El Fondo Nacional de Recursos (FNR) anunció esta semana la incorporación de nuevas prestaciones y mejoras en la cobertura de tratamientos de alta complejidad. La presidenta alterna del organismo, Alicia Ferreira, explicó en diálogo con Informativo Carve de Fin de Semana los alcances de estas novedades y advirtió sobre el creciente impacto financiero de las acciones de amparo por medicamentos de alto costo.
Ferreira recordó que el FNR fue creado en 1980, décadas antes del Sistema Nacional Integrado de Salud, y que su objetivo inicial fue asegurar el acceso a técnicas de alta complejidad (como cirugías cardíacas, diálisis o prótesis) mediante un aporte solidario de toda la población.
Con la reforma de la salud, en 2007 el Fondo incorporó también los medicamentos de alto costo, lo que marcó un cambio estructural en su funcionamiento. Hoy se financia principalmente a través de transferencias automáticas desde el FONASA, más aportes del Ministerio de Economía y otros organismos públicos.
“El Fondo es un seguro público y universal. Todos los uruguayos, tengan el prestador que tengan, pueden acceder al financiamiento siempre que el tratamiento esté dentro de la normativa”, subrayó Ferreira.
El acceso es gestionado por el médico tratante, quien ingresa una solicitud en el sistema web del FNR. El organismo evalúa si el paciente cumple los criterios de inclusión definidos en cada normativa, basados en evidencia científica y en análisis de costo-efectividad.
Ferreira remarcó que el Fondo solo puede financiar lo que está previamente aprobado por ley y por el Ministerio de Salud Pública (MSP). “A veces hay confusión.

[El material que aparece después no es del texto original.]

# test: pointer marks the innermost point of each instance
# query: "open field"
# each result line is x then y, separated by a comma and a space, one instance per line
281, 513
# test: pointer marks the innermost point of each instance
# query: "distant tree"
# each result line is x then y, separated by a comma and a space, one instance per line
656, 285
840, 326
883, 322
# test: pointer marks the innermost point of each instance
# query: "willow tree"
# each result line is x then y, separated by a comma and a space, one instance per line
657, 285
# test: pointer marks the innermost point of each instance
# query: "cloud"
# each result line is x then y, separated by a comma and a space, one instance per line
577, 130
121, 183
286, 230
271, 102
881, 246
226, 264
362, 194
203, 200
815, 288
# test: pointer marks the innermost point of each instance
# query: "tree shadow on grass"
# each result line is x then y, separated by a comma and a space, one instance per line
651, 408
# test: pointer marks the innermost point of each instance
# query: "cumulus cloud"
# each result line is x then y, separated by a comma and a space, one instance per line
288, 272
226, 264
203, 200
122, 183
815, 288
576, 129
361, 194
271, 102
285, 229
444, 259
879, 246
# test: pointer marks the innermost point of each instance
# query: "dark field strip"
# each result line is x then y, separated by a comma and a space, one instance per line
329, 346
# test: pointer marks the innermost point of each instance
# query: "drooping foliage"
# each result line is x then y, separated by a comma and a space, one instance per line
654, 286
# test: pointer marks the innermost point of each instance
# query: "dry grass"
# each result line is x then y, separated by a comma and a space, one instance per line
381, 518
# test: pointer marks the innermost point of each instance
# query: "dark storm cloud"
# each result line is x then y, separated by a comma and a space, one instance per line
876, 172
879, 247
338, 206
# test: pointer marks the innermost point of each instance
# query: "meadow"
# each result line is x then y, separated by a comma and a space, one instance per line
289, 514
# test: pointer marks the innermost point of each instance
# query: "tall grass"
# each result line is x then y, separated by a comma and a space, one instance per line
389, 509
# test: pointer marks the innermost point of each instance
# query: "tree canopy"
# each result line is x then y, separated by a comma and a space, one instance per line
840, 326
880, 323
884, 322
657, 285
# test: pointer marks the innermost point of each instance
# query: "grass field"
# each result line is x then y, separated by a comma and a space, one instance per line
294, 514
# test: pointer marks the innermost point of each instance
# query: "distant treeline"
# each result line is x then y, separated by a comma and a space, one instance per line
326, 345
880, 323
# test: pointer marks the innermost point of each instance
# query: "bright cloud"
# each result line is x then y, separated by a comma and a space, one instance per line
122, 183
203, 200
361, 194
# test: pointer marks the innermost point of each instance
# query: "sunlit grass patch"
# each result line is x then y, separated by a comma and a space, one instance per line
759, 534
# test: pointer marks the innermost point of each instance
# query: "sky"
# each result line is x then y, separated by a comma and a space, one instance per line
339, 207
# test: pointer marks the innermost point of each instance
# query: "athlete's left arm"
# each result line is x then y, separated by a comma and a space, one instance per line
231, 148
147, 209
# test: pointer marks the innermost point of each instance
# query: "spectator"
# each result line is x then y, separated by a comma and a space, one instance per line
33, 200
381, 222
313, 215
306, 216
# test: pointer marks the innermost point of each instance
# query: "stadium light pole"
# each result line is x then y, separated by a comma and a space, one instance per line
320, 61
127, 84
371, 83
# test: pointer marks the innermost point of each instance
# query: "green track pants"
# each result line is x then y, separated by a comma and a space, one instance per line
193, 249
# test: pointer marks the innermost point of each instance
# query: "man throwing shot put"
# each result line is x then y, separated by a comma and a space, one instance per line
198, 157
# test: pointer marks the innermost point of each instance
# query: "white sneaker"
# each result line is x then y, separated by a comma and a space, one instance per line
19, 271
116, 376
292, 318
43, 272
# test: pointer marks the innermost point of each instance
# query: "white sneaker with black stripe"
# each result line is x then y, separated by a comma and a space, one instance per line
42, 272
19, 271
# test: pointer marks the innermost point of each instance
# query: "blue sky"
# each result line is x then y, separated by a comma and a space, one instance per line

No se puede pedir al fondo que financie algo que no está incluido; legalmente no puede hacerlo”, aclaró.
El FNR sumó cambios en la atención de malformaciones cardíacas congénitas. Hasta ahora, los recién nacidos con patologías cardíacas graves debían ser trasladados desde sus lugares de nacimiento a Montevideo para ser operados.
Desde este año, para las patologías más complejas, la madre es trasladada antes del parto para que el bebé nazca directamente en el IMAE donde será intervenido.
“Evitar el traslado del recién nacido es un cambio enorme en términos de seguridad y resultados”, destacó Ferreira.
También incorporó nuevos medicamentos oncológicos. Dos nuevos fármacos para el tratamiento del cáncer de pulmón, dentro de la estrategia de actualización continua de terapias de alto precio.
Por último, amplió la cobertura de cardiodesfibriladores implantables. Hasta ahora solo se autorizaban para pacientes que ya habían sufrido un evento grave o presentaban patologías altamente específicas.
Con la nueva normativa, todos los pacientes cuyo cardiólogo indique el dispositivo por riesgo de paro cardíaco quedarán cubiertos, evitando así recurrir a la vía judicial.
Uno de los puntos más críticos planteados por Ferreira es el aumento del gasto por acciones de amparo. En 2024, explicó, el FNR gastó 400 millones de dólares en todas sus prestaciones; de ese total, 150 millones correspondieron a condenas judiciales para financiar medicamentos de alto precio.
“Es un problema en Uruguay y en toda la región. Hay tratamientos que cuestan diez veces más que los anteriores y aportan beneficios mínimos. Es imposible financiar todo lo nuevo que sale al mercado”, señaló.
El MSP creará en las próximas semanas una mesa de diálogo con el Poder Judicial, la academia, asociaciones de pacientes y el propio FNR para buscar soluciones sostenibles.
La ministra de Salud, Cristina Lustemberg, encomendó al Fondo el estudio de nuevas prestaciones para los próximos años. Algunas responden a deudas históricas del sistema, como técnicas que se utilizan desde hace tiempo pero que aún no están integradas formalmente al catálogo de beneficios.
Ferreira mencionó, por ejemplo, procedimientos de creciente uso como intervenciones de rodilla por artroscopía o cirugías laparoscópicas y endoscópicas en distintas especialidades, que hoy muchas veces implican costos directos para los pacientes.
Ferreira admitió que existe un “dilema ético” entre el derecho individual del paciente y la sustentabilidad del sistema. “El dinero es el mismo que financia seguridad, educación, vivienda. Tenemos que garantizar que alcance para todos”, afirmó.
A pesar del escenario desafiante, aseguró que el objetivo del FNR y del MSP es ampliar formalmente la cobertura, de manera planificada y responsable, para reducir la dependencia de los amparos y asegurar el acceso equitativo a tratamientos de alta complejidad.